Table 1 Composition of organ scores and definition for cut-offs. Respiratory: Continuous positive airway pressure (CPAP) or mechanical ventilation (MV) outside the delivery room; Cardiovascular: Hypotension (defined as mean arterial blood pressure < gestational age at birth) and/or left ventricular dysfunction (diagnosed on echocardiography) requiring treatment with inotropic medications and/or hydrocortisone during the first 3 days after birth. Renal: acute kidney injury defined as creatinine > 1.5 mg/dL within the first seven days after birth; Liver: Alanine aminotransferase (ALT) > 100 U/dL within five days of birth; Hematology: Thrombocytopenia defined as platelet count < 100 K and/or disseminated intravascular coagulopathy defined as International Normalized Ratio (INR) > 2.0 within 3 days of birth; Endocrinology: Hypoglycemia defined as blood glucose < 50 mg/dL or Hyperglycemia defined as blood glucose > 200 mg/dL within 24 hours of birth.
Figure 1 Shown are the unadjusted association between weighted score (WS, A) and categorical score (CS, B) and proportion of infants experiencing mortality (red) and moderate-severe neurodevelopmental impairment (NDI) in survivors (blue). Higher scores are associated with increased mortality and moderate-severe NDI. Both, the WS and CS show a similar association with death and NDI. Lines are from a locally estimated scatterplot smoothing (loess) model with standard error in grey. Moderate-severe NDI was defined as a Gross Motor Function Classification System (GMFCS) level of 1 and cerebral palsy (CP), a GMFCS level of ≥2, quadriplegic CVP, or a Bayley Scales of Infant Development, 3rd edition, cognitive score of <85.

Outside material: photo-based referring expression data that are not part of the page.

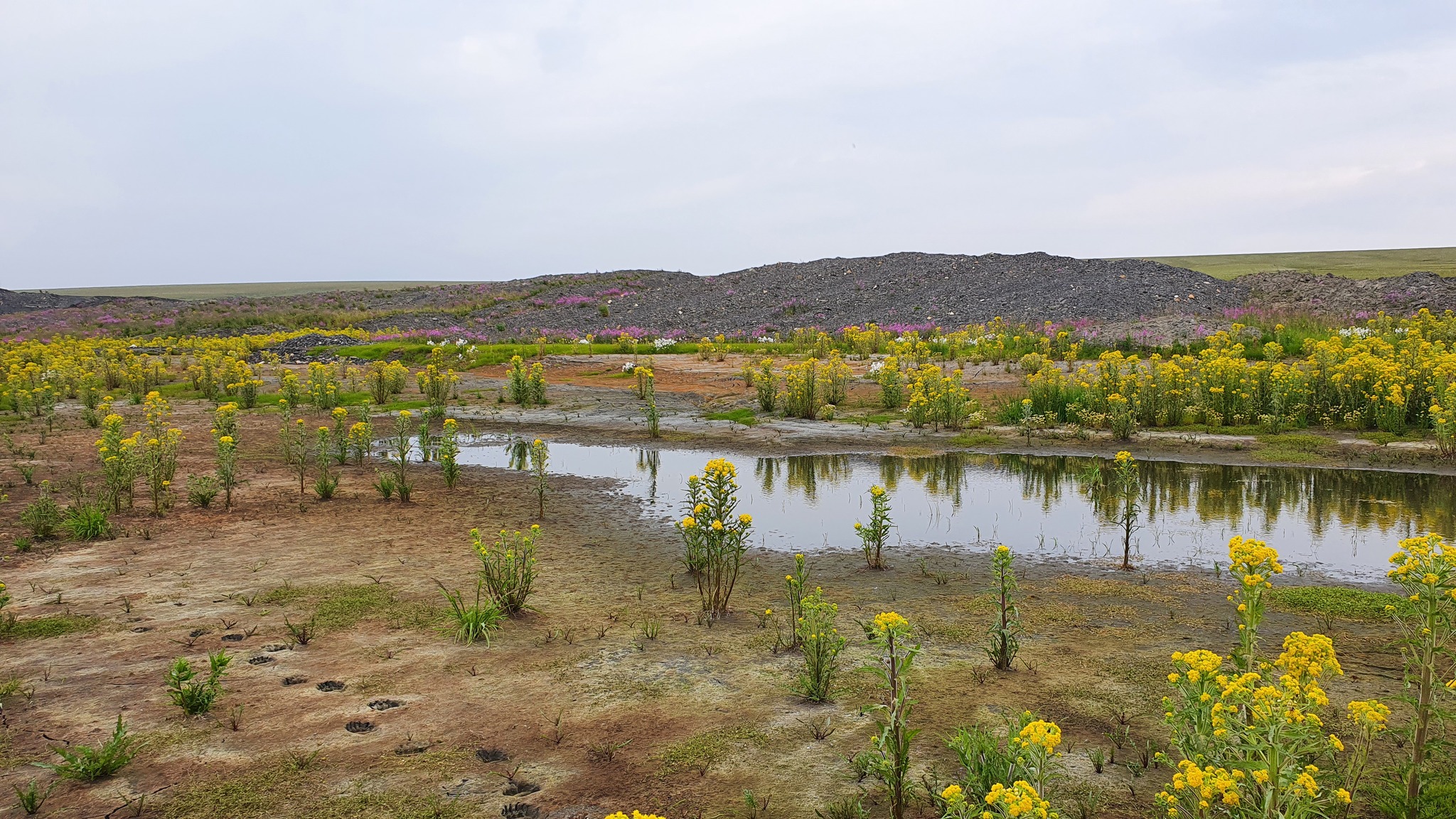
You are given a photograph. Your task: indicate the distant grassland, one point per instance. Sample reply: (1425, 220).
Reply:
(240, 290)
(1350, 264)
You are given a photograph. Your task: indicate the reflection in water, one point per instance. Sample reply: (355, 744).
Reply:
(1343, 520)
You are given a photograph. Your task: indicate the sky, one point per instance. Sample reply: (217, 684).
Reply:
(158, 143)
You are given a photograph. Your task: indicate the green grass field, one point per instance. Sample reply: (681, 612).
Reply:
(1351, 264)
(254, 289)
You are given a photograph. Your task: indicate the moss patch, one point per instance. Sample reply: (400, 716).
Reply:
(54, 626)
(1336, 601)
(702, 751)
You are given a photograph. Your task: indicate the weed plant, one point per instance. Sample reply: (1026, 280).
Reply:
(91, 764)
(471, 621)
(714, 538)
(508, 567)
(191, 691)
(1005, 631)
(874, 535)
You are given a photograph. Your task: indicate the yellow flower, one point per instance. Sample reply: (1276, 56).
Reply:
(890, 621)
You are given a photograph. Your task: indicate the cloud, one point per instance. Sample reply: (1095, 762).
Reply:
(171, 141)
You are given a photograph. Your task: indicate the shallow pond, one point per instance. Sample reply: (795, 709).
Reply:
(1343, 522)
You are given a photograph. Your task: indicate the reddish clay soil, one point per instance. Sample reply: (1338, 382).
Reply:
(705, 709)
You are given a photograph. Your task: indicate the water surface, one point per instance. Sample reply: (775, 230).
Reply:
(1344, 522)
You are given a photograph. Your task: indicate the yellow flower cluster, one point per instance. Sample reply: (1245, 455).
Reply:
(721, 469)
(1253, 559)
(890, 621)
(1209, 784)
(1421, 562)
(1369, 714)
(1040, 734)
(1019, 801)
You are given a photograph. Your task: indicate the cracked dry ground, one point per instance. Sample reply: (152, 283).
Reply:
(437, 724)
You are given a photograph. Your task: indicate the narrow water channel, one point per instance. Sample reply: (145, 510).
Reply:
(1343, 522)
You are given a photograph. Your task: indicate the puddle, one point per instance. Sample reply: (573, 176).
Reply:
(1344, 522)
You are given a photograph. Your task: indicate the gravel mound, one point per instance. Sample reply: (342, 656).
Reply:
(899, 289)
(1351, 298)
(297, 348)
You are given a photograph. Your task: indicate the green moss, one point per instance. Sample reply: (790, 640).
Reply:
(54, 626)
(1336, 601)
(702, 751)
(979, 437)
(286, 788)
(343, 605)
(740, 416)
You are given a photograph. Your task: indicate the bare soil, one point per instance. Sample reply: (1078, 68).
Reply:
(705, 709)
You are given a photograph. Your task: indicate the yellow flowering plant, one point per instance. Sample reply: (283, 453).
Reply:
(1426, 572)
(118, 461)
(889, 755)
(225, 437)
(508, 567)
(1005, 630)
(449, 452)
(159, 452)
(401, 444)
(1250, 732)
(714, 537)
(1028, 751)
(874, 535)
(822, 645)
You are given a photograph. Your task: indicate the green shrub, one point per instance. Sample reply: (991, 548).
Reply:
(191, 692)
(471, 621)
(89, 764)
(201, 490)
(86, 522)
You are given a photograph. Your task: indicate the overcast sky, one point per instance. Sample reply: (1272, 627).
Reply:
(311, 140)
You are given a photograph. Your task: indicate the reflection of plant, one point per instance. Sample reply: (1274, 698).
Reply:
(508, 567)
(1005, 633)
(1128, 486)
(539, 455)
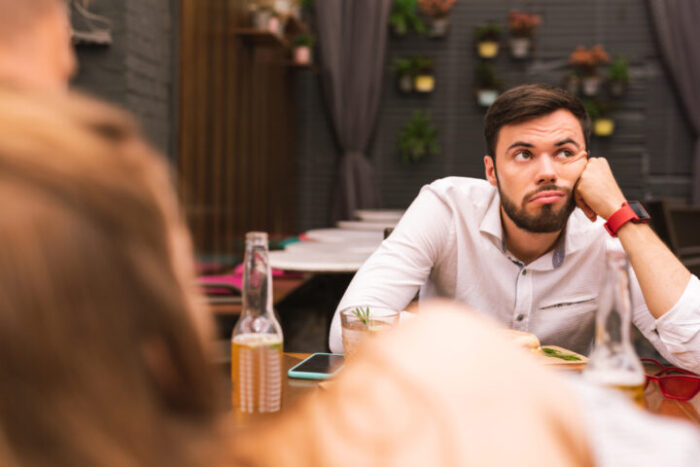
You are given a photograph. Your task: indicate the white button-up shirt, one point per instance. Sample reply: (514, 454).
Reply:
(450, 243)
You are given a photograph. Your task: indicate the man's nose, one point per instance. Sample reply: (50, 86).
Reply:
(546, 170)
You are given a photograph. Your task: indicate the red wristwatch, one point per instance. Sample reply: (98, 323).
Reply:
(630, 211)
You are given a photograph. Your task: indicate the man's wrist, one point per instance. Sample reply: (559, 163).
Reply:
(612, 208)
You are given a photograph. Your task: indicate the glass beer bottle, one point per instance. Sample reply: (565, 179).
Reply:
(256, 342)
(613, 361)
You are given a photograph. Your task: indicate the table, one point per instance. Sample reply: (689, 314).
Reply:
(656, 403)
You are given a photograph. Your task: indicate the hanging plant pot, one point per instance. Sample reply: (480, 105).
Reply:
(424, 83)
(617, 88)
(572, 84)
(520, 47)
(487, 49)
(302, 55)
(405, 83)
(486, 97)
(439, 26)
(603, 126)
(590, 85)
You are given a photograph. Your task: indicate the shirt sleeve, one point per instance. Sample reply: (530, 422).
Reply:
(393, 274)
(676, 334)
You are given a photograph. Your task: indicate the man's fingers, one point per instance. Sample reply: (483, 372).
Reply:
(590, 213)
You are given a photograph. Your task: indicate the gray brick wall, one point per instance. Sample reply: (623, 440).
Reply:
(650, 151)
(136, 71)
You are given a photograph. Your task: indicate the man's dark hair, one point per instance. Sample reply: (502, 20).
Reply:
(528, 102)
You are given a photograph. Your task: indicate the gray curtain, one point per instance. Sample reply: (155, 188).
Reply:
(352, 39)
(676, 23)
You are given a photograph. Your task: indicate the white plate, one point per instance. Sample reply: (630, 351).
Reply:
(379, 215)
(366, 225)
(345, 236)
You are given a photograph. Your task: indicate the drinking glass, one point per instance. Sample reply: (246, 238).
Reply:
(362, 322)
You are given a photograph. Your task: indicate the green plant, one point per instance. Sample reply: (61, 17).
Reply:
(436, 8)
(489, 31)
(485, 76)
(598, 108)
(304, 40)
(404, 16)
(423, 65)
(619, 70)
(404, 66)
(418, 138)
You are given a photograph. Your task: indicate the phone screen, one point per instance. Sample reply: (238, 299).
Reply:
(320, 363)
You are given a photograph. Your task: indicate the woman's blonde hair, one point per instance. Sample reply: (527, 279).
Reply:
(101, 356)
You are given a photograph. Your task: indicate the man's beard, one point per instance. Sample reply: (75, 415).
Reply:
(548, 220)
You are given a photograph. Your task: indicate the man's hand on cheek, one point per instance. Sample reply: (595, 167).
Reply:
(597, 192)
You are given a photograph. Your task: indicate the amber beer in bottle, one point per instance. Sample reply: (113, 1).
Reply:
(256, 342)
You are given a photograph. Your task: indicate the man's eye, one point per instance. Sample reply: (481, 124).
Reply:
(523, 156)
(564, 154)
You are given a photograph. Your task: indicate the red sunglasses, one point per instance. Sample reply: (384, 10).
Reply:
(675, 383)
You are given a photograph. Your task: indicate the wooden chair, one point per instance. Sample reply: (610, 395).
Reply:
(683, 224)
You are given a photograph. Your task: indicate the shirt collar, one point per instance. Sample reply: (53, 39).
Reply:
(577, 234)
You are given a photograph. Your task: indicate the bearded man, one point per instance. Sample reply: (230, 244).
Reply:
(516, 246)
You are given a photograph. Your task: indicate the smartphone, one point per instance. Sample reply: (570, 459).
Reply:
(318, 366)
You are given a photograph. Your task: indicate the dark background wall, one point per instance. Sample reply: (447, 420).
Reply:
(137, 70)
(650, 151)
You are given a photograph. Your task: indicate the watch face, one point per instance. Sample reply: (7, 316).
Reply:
(639, 210)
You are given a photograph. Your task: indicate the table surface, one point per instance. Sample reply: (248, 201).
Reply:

Figure 2 Performance of both the weighted score (WS) and categorical score (CS), and association between the subcategories of each scoring tool and mortality. (A) Model performance was similar for the WS and CS predicting death and moderate-severe neurodevelopmental-impairment (NDI) in survivors using 1) Akaike Information Criterion (AIC), where a lower value indicates a better balance of model complexity and accuracy, and 2) area under the receiver operator curve (AUROC), with bootstrapped confidence intervals. (B) Relative risk of death for CS subcomponents after adjusting for all other components and hypoxic-ischemic encephalopathy (HIE) severity. The respiratory and renal categories were associated a greater relative risk (RR) of death. (C) Relative risk of death for WS subcomponents after adjusting for all other components and HIE severity. For the WS, the endocrinology and respiratory categories were associated with a higher risk of death. RR is per unit increase in subscore. RRs in B and C are the outputs from a single Poisson regression model with log link and robust standard errors, with 95% CI. Moderate-severe NDI was defined as a Gross Motor Function Classification System (GMFCS) level of 1 and cerebral palsy (CP), a GMFCS level of ≥2, quadriplegic CP, or a Bayley Scales of Infant Development, 3rd edition, cognitive score of <85.